Bald ist wieder Valentinstag, und damit jährt sich einer der denkwürdigsten Tage meines Lebens. Dabei spielte ich darin eher eine Nebenrolle, zumindest am Anfang. Immerhin fand das Ganze bei mir statt, oder besser gesagt in der Eisdiele meiner Eltern, die über den Winter geschlossen hatte. Denn Sebastian hatte einen sehr speziellen Plan.
Sebastian ist seit Ewigkeiten einer meiner besten Freunde, und oft genug sehen wir Dinge ähnlich. Eine Ausnahme ist vielleicht sein Geschmack in punkto Frauen, denn mit seiner Freundin Natalie konnte ich beim besten Willen nicht warmwerden.

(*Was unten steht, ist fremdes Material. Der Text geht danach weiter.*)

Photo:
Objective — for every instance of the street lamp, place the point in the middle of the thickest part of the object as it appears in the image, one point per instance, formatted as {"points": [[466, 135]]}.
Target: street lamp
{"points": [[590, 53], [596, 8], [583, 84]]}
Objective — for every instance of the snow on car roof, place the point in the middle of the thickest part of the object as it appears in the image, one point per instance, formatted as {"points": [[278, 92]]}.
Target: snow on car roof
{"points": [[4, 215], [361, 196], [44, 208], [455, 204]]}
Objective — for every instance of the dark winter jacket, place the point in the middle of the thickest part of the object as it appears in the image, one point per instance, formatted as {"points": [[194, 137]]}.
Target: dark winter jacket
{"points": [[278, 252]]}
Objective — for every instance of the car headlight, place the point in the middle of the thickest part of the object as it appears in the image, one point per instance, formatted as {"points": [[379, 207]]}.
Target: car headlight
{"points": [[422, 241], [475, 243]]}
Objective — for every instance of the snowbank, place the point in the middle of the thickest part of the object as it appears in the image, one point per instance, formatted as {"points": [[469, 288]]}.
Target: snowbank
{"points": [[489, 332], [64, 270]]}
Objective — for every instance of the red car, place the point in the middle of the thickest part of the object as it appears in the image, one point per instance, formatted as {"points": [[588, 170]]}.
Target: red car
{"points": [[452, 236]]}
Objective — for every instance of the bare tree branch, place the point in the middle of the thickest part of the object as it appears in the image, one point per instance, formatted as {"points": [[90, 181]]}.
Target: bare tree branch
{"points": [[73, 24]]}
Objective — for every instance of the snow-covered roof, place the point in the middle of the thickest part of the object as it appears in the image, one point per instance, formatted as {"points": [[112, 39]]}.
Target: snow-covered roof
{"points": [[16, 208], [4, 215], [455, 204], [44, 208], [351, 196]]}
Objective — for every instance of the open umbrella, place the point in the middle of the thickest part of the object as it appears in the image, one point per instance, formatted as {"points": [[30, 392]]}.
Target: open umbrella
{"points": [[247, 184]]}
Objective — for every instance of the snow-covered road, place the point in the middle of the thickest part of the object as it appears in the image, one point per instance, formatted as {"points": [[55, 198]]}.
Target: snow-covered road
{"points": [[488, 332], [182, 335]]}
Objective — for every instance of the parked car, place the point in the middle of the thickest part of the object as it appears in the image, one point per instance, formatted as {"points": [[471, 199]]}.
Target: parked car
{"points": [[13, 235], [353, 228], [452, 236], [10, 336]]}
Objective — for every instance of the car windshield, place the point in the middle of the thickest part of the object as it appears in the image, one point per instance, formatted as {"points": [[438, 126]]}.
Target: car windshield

Deshalb war ich ziemlich verdutzt, als er mich bei den Vorbereitungen zu unserer Silvesterparty (die ebenfalls in der Eisdiele stattfinden sollte) beiseitenahm, um mir eine Frage zu stellen.
„Ich brauche eine gute Idee“, begann er. „Ich möchte Natalie zum Valentinstag mit etwas ganz Besonderem überraschen. Also nicht einfach ein Rosenstrauß und ein Tisch im ‚Antoine‘, verstehst du?“
Ich hätte mich über ein Essen im ‚Antoine‘ gefreut, immerhin das teuerste Lokal in der Gegend. Als Single mit überschaubarem Einkommen ging ich dort nicht gerade ein und aus. Aber für Natalie war es offensichtlich nicht besonders genug. „In welche Richtung denkst du denn?“, fragte ich.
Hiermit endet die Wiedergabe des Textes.